The Different Types of Wildland Fires That Exist

Just like tornadoes, hurricanes, and floods, wildland fires are forces of nature that are difficult to control and almost impossible to prevent. But knowing the different types of wildland fires is essential in learning how to respond to this catastrophe. That way, you can prepare your community for a wildfire in case one ever comes your way.

Ground Fires

Also known as subsurface fire, ground fire involves the burning of organic material below the ground’s surface. Such a fire generally starts when subsurface fuels such as coal, peat, tree roots, and other organic matter ignite and start burning underground before eventually finding their way to the surface.

The depth of ground fires may depend on how deep the burning organic matter is, but ground fires are often very hard to control and extinguish because they’re not easy to locate. Since they may take more time to deal with, they’re known to burn for several months.

Surface Fires

As their name suggests, surface fires burn on the surface of the ground. They’re mainly caused by surface fuel, which may include dry leaves, twigs, low-lying vegetation, and litter. Depending on the conditions, surface fires can range from low to high intensity, but they’re unlikely to reach the top of the trees, generally remaining near the forest floor. Surface fires are known to spread slowly, but their spread can accelerate depending on the weather conditions or terrain. They’re known to spread especially rapidly in steeply sloped landscapes.

Crown Fires

Although it often starts as a surface fire, a wildland fire is only a crown fire if it reaches the tops of the trees. The volume, type, and arrangement of fuels from the forest’s surface can influence a crown fire. Crown fires are the most difficult type of wildland fire to control and suppress, since they’re typically the most intense type. This is because their height exposes them to a lot of wind, causing them to spread quite rapidly.

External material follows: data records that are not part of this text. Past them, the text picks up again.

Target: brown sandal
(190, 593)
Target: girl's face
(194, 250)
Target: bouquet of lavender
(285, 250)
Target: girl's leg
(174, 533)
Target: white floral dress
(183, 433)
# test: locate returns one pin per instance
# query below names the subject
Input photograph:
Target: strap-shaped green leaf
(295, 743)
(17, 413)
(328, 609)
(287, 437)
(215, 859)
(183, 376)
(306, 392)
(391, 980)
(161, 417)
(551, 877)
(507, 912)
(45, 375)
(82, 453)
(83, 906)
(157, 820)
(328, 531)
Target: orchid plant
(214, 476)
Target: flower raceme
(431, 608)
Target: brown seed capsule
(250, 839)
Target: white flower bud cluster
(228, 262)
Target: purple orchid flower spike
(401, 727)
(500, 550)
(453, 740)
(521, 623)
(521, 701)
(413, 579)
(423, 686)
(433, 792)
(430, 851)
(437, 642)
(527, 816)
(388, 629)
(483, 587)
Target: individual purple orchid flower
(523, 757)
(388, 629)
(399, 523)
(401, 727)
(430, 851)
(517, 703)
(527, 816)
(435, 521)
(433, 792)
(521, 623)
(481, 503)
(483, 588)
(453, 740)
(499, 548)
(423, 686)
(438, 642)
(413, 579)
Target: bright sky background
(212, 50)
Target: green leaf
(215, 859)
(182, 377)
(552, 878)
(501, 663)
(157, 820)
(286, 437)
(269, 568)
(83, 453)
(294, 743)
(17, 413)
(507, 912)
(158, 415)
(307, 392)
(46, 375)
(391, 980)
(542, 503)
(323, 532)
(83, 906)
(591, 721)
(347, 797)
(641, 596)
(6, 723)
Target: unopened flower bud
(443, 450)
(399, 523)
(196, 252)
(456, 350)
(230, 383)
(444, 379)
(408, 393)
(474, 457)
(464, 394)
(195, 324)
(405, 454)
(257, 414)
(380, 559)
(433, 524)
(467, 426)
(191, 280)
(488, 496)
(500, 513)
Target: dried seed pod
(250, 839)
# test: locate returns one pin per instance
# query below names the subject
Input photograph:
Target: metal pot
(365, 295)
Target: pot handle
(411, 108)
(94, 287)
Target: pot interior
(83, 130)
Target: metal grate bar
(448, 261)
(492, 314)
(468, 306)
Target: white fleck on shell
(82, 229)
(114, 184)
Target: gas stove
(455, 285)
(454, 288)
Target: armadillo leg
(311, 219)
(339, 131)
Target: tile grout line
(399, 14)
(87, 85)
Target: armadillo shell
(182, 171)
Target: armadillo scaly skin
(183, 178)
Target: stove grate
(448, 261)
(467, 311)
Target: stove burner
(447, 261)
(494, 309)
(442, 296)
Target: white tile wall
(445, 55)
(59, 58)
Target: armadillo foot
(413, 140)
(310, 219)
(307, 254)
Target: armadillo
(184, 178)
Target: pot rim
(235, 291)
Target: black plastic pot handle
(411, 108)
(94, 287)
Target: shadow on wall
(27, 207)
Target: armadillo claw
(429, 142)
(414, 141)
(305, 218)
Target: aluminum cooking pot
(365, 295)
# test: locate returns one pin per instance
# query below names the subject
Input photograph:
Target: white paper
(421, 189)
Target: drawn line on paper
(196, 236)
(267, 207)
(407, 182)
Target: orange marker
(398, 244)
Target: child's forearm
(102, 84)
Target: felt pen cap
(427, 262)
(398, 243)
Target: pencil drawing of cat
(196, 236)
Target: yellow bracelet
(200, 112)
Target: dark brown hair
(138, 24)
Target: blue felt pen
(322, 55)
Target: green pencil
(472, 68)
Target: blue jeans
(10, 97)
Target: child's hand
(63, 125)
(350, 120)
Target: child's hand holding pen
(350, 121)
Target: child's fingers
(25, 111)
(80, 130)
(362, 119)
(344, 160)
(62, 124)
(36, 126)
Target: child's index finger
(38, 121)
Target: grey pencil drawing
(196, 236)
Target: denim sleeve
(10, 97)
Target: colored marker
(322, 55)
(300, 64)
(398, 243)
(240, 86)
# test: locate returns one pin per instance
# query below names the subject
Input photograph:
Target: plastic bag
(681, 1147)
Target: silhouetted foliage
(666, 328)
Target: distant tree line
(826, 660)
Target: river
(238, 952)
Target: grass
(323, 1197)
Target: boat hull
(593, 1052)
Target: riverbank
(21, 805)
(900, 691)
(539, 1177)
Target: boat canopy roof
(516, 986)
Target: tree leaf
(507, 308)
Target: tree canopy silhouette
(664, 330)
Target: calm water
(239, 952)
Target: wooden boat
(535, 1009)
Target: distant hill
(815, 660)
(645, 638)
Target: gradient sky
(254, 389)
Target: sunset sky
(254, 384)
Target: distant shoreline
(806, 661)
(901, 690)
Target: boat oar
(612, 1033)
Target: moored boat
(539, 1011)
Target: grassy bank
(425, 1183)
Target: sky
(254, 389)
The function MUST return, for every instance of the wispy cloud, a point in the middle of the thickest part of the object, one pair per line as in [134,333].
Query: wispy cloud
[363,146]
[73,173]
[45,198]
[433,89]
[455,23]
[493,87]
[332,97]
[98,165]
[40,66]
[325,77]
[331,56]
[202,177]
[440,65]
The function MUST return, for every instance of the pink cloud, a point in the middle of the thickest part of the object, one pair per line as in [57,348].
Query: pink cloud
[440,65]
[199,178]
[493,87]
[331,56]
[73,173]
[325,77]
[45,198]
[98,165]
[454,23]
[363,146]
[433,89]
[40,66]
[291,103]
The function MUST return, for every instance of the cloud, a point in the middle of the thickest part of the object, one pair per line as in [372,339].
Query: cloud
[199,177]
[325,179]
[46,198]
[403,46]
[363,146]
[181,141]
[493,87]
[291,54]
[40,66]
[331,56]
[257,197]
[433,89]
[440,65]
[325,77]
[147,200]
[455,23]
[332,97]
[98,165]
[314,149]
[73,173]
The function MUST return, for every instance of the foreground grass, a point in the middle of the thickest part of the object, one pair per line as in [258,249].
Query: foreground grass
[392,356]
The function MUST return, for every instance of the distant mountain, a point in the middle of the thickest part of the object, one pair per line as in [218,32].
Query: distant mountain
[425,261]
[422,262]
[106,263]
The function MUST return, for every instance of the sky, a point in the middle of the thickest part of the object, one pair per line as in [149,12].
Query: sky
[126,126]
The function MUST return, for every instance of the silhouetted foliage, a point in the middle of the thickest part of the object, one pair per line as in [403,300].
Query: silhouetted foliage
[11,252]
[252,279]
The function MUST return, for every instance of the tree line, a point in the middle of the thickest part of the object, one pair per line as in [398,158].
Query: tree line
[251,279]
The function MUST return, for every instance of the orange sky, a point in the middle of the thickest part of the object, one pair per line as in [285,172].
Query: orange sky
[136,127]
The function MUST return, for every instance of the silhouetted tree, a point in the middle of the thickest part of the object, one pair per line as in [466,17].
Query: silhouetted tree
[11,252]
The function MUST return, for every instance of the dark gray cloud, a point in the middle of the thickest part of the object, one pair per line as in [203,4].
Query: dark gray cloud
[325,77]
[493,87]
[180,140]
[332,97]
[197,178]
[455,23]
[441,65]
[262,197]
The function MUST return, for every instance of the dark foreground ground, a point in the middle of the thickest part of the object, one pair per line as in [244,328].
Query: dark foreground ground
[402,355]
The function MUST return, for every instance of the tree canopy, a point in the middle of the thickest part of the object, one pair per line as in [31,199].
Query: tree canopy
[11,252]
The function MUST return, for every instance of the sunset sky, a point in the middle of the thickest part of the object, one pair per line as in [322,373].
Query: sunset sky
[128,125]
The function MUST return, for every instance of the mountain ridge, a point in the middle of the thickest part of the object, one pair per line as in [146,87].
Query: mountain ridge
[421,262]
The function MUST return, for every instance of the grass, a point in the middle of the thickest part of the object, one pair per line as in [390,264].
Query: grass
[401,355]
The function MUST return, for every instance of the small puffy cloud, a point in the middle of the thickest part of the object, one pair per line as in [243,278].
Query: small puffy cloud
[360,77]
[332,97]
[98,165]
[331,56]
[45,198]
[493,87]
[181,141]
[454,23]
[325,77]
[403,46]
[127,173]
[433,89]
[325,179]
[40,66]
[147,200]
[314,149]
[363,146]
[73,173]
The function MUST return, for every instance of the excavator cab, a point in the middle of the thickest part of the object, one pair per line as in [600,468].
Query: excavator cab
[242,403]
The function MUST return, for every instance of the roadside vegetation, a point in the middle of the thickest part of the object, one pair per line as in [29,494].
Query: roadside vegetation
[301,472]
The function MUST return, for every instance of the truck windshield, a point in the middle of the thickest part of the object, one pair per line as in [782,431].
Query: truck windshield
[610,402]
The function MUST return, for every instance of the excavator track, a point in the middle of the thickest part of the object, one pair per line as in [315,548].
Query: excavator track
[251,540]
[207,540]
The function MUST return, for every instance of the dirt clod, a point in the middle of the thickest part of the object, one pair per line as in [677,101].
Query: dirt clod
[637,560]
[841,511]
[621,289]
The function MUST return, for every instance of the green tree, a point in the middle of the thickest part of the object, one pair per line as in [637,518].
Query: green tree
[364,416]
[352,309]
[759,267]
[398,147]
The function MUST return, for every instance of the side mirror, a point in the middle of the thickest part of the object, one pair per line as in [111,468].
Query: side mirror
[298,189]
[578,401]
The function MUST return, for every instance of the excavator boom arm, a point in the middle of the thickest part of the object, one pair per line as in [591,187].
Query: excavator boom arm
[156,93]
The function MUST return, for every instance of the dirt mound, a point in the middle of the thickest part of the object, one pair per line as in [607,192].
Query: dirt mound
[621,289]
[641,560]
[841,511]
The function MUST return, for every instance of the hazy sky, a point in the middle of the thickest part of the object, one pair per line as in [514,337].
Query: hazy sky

Naturally caused wildfires have been part of various ecosystems for centuries. They pose serious threats to not only wildlife but also human life and property. Multiple factors can influence the intensity of wildland fires and their potential to destroy and damage properties. This is why having a basic understanding of wildland fire movement and intensity—or what people refer to as fire behavior—is so important. This will help homeowners and builders not only evaluate fire hazards but also come up with ways to mitigate this risk. Once you can identify the different types of wildland fires, determining how to handle them will be easier.